De tussenstop niet. Een vent kerel die aan de telefoon heel wat te vertellen had, heeft me daar de hele tijd gevolgd zelfs als ik een andere richting nam, bewust om te zien wat ik deed of onbewust omdat hij per toeval op dezelfde plaats was, maar enorm storend was het wel. Tinnitus ging in overdrijf.

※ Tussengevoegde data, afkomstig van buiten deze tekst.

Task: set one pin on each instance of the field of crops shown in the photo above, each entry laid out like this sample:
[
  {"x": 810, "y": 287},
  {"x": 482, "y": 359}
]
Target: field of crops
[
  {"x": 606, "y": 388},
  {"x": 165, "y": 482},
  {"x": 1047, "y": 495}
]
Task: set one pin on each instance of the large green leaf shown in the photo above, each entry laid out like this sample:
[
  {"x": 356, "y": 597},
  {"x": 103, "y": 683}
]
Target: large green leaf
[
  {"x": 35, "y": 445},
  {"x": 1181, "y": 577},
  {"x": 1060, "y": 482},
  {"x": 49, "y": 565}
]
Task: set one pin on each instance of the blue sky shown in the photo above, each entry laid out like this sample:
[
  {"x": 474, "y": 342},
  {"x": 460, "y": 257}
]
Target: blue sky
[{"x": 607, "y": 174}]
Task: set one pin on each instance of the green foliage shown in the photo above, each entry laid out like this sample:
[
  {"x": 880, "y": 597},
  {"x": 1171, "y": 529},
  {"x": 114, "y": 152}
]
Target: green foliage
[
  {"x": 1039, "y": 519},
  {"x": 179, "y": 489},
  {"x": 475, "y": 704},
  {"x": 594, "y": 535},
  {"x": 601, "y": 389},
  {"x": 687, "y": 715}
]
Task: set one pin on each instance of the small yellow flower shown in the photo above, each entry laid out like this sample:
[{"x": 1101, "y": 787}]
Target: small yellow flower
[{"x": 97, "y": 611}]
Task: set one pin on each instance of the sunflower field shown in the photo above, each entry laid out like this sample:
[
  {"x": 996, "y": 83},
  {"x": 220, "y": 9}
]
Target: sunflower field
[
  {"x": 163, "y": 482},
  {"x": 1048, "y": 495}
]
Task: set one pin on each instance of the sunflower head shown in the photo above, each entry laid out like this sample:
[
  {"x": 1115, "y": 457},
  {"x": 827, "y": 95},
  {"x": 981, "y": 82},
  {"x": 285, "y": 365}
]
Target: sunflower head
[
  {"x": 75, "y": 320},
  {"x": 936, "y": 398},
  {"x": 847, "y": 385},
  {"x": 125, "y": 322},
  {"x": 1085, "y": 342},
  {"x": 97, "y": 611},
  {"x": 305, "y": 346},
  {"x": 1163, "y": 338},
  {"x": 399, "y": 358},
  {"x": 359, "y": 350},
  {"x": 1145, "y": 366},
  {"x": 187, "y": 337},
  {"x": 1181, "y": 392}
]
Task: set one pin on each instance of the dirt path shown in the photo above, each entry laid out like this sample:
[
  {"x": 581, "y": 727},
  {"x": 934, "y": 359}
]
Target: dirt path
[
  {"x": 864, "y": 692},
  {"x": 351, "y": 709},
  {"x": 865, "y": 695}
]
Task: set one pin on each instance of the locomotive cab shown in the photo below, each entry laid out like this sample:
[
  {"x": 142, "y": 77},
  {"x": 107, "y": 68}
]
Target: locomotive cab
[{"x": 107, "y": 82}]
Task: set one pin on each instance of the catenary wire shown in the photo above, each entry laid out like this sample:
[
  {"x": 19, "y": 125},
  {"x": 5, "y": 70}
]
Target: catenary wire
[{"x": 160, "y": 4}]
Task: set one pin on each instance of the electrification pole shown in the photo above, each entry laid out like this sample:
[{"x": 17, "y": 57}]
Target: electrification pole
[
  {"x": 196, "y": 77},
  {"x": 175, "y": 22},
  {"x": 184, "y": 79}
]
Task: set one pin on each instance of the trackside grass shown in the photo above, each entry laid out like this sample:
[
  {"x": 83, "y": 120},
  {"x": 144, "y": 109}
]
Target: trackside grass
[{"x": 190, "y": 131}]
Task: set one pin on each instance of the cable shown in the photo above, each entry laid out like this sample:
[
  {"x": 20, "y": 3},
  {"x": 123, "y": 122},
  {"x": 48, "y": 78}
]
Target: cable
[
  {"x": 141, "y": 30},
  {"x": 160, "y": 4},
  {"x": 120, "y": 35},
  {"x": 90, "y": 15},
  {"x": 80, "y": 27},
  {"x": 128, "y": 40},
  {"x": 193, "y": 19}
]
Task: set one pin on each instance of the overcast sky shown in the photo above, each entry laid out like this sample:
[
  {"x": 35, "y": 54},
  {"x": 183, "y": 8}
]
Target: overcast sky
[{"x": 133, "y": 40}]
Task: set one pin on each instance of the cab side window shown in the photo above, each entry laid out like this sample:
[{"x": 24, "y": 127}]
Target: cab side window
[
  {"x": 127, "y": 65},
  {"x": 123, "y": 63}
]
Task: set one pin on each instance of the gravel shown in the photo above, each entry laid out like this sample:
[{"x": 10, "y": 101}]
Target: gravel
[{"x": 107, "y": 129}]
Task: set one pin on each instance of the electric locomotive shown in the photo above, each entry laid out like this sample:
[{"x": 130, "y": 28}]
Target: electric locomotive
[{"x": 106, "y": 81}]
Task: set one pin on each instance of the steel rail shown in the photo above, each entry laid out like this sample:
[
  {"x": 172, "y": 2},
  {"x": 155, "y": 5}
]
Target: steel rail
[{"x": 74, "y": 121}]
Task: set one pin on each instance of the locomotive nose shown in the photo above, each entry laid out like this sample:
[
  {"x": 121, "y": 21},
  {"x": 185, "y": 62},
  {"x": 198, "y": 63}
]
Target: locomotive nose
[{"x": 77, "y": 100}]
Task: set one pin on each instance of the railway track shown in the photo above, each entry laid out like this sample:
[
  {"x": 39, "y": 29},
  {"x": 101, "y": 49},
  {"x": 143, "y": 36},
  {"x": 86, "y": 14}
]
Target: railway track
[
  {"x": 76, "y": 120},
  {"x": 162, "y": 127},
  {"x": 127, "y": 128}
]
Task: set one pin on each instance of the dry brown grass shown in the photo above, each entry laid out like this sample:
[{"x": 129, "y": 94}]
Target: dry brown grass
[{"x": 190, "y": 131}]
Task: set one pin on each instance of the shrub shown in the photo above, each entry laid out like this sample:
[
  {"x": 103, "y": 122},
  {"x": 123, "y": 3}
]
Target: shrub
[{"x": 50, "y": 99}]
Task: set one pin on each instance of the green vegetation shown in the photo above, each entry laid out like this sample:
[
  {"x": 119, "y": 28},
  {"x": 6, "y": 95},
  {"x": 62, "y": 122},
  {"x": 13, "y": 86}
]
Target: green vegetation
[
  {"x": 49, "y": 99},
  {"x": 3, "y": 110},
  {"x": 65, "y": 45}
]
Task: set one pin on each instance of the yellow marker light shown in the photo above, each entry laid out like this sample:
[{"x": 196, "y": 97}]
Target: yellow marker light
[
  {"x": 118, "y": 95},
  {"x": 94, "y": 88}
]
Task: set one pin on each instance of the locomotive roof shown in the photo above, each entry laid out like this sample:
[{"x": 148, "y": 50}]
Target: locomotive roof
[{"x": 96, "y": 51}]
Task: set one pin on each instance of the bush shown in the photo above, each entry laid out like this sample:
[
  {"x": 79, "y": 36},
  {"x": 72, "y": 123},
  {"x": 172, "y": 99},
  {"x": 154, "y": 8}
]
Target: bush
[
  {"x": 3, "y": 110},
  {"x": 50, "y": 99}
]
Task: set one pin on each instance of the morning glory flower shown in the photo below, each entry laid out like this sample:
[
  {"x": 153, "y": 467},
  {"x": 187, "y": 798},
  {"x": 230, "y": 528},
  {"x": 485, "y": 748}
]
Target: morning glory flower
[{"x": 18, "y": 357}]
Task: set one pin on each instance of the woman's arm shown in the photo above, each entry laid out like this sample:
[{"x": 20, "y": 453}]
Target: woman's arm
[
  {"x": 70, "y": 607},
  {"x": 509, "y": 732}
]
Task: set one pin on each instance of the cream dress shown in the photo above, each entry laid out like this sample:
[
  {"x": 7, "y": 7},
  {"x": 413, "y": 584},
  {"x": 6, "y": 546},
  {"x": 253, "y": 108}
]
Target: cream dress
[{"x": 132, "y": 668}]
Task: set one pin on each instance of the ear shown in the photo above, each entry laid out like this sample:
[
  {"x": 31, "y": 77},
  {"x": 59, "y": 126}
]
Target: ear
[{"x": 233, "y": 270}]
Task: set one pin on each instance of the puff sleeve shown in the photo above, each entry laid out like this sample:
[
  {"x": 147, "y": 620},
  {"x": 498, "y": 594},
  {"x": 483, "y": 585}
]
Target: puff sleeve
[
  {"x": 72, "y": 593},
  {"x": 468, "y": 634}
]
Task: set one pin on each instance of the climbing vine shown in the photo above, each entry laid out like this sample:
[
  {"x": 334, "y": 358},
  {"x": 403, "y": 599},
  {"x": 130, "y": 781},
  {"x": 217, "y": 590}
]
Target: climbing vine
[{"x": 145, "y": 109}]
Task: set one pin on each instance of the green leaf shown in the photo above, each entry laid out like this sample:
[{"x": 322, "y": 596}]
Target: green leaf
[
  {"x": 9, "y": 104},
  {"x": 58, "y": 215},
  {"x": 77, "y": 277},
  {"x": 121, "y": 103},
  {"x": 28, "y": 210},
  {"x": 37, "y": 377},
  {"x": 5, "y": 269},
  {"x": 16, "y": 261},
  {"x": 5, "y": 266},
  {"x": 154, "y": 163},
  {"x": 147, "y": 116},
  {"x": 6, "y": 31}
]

Het gevolg was dat we op de kortste keren terug buiten stonden en nog steeds veel te vroeg waren voor onze middagplanning, waarop Luc voorstelde dan maar een Kringwinkel in de omgeving binnen te lopen.
Dat vond ik eerst maar een pover idee maar uiteindelijk bleek het een geweldig idee. Het was er rustig. Het was er stil. Er speelde muziek blijkbaar, die ik niet hoorde, maar die wiegde Tinnitus terug in in zijn zoemende sluimertoestand. Ik zou er zo bij gaan zitten zijn, zo in een van de pashokjes en met het gordijntje dicht.
En alles viel terug in de plooi. En alles kwam goed. En het geluid van de ruitenwissers was ook al gewoon het geluid van ruitenwissers.
We gingen eten, we reden naar huis en zagen dat alles in orde was.
Dus, wat is er nu eigenlijk die dag gebeurd? Niks toch. Alleen … ja wat alleen?